Written by Brad McMillan, CFA®, CFP® | May 6, 2015 5:26:00 PM

Last night, a reader wrote in asking about a bold prediction by a “very successful financial advisor”: if Greece were to miss a payment and default on its debt, the market would fall 50 percent. Setting aside whether this financial advisor has moved all his clients to cash—and if he really believes in that idea, he certainly should—I very much disagree with his conclusion.

It occurred to me, though, that for all the talk about the risk from Greece, I haven’t yet written about what might happen in the event of a default.

Expect a Greek default of some sort

First, let’s look at the payments that are coming due, as follows:

  • In 2015, Greece faces total payments of €22.5 billion, of which €8.7 billion goes to the International Monetary Fund and €6.7 billion to the European Union.
  • In the next six weeks, to the end of June, €2.27 billion is due to the IMF, €774 million of which is due next Monday.
  • Total debt to the IMF and the European institutions is around €324 billion.

Bottom line: Greece does not have the money to make those payments.

Some form of Greek default therefore seems assured, whether it’s papered over by continued ECB bailout plans, debt restructuring of some kind, or another tactic. In that sense, whether or not Greece misses a payment is almost irrelevant. But the potential effects on the markets certainly aren’t.

Markets are not completely irrational, so the impact would largely depend on any new information such a miss would convey. No one in the financial world is unaware of the Greek situation, or of the very real prospect of immediate missed payments and default. Investors are following this story on a daily basis, and most reasonable scenarios have been priced into the market.

For the market to react, it would have to have some new information to react to.

What could prompt a negative market reaction?

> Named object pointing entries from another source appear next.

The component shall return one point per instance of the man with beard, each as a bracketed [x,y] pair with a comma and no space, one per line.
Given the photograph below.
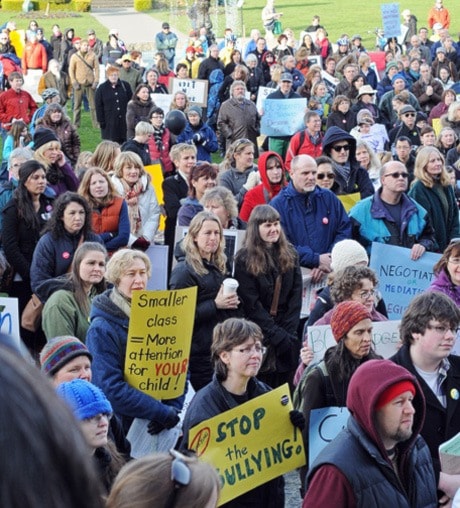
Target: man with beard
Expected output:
[84,76]
[379,459]
[238,117]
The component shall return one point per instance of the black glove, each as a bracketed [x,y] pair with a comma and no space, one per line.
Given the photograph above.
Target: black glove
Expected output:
[172,420]
[197,139]
[297,419]
[141,244]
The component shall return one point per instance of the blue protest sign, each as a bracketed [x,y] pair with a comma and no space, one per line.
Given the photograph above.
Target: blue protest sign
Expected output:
[283,117]
[400,277]
[390,20]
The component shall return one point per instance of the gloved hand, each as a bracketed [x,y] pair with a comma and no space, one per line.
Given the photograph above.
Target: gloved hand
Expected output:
[297,419]
[197,139]
[141,244]
[252,181]
[155,427]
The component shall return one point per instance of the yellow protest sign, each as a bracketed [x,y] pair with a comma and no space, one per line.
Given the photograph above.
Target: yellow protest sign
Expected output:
[159,340]
[156,174]
[250,444]
[349,200]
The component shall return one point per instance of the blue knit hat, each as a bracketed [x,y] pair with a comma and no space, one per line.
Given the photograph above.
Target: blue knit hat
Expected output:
[85,399]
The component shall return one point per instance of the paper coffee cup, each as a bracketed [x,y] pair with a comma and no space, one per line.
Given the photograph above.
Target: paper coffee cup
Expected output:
[230,286]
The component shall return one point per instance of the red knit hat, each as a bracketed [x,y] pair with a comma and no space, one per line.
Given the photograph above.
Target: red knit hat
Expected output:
[345,316]
[394,391]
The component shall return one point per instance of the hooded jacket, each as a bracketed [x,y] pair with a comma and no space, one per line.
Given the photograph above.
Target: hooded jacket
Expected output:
[262,194]
[358,179]
[354,470]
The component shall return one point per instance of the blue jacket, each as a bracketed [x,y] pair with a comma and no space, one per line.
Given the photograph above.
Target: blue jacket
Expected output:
[313,223]
[207,143]
[107,339]
[371,221]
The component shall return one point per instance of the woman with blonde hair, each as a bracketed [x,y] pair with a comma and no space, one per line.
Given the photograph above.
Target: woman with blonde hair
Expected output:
[432,190]
[369,161]
[131,181]
[59,173]
[204,266]
[149,482]
[105,154]
[109,218]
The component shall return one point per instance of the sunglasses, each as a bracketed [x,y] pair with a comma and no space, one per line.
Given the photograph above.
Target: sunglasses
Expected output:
[341,148]
[398,174]
[180,476]
[322,176]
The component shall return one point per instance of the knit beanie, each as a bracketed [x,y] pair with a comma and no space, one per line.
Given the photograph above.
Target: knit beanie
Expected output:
[43,136]
[59,351]
[195,109]
[85,399]
[345,316]
[347,253]
[393,391]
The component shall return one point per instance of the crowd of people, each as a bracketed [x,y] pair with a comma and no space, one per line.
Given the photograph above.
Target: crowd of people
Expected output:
[378,160]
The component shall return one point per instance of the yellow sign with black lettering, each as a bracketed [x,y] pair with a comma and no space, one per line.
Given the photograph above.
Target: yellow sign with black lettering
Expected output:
[250,444]
[159,341]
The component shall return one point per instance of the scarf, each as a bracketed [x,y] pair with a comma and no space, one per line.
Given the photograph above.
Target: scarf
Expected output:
[158,136]
[131,195]
[121,301]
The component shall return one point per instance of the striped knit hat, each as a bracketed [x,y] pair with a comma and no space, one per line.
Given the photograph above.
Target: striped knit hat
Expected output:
[345,316]
[59,351]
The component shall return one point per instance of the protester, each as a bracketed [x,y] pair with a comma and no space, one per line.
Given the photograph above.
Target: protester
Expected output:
[56,120]
[109,218]
[148,482]
[29,402]
[428,329]
[380,457]
[66,311]
[68,227]
[237,354]
[59,173]
[93,411]
[128,271]
[270,286]
[202,264]
[432,190]
[131,181]
[203,176]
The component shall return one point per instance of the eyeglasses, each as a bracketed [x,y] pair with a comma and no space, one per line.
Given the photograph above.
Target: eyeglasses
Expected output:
[249,350]
[99,417]
[322,176]
[180,476]
[398,174]
[443,329]
[369,293]
[341,148]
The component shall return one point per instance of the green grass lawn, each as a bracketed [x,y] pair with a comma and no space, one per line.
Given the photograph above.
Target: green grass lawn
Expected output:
[338,16]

To rephrase the original question: What information would a Greek payment miss or default have to convey to convince investors that companies are worth much less than we now think?

The worth of companies, over time, depends on how much they earn. Taking it to the next step, and considering only the U.S., we might phrase the question like this: What new information could come out of a Greek payment miss or default that would convince investors that U.S. companies would make much less than we now expect?

Put this way, the question seems kind of silly. Greece is a very small economy. The U.S. has relatively little exposure to the rest of the world through trade, compared with other countries, and U.S. institutions have very limited exposure to Greek debt. Plus, as I mentioned above, everyone can see it coming this time.

It’s hard to imagine how a Greek default would materially reduce the earning power of U.S. companies or, for that matter, of European companies.

Although a Greek default may bring new information to light, it’s likely to be limited and primarily related to European companies and markets. Europe could potentially take a hit, but even there, the damage is likely to be limited. The U.S. is even less exposed and might actually benefit from European problems as investors flee to a safer location.

I would also argue that a Greek default could lay the groundwork for a real solution, ultimately benefiting everyone despite the short-term damage. That, however, is another post.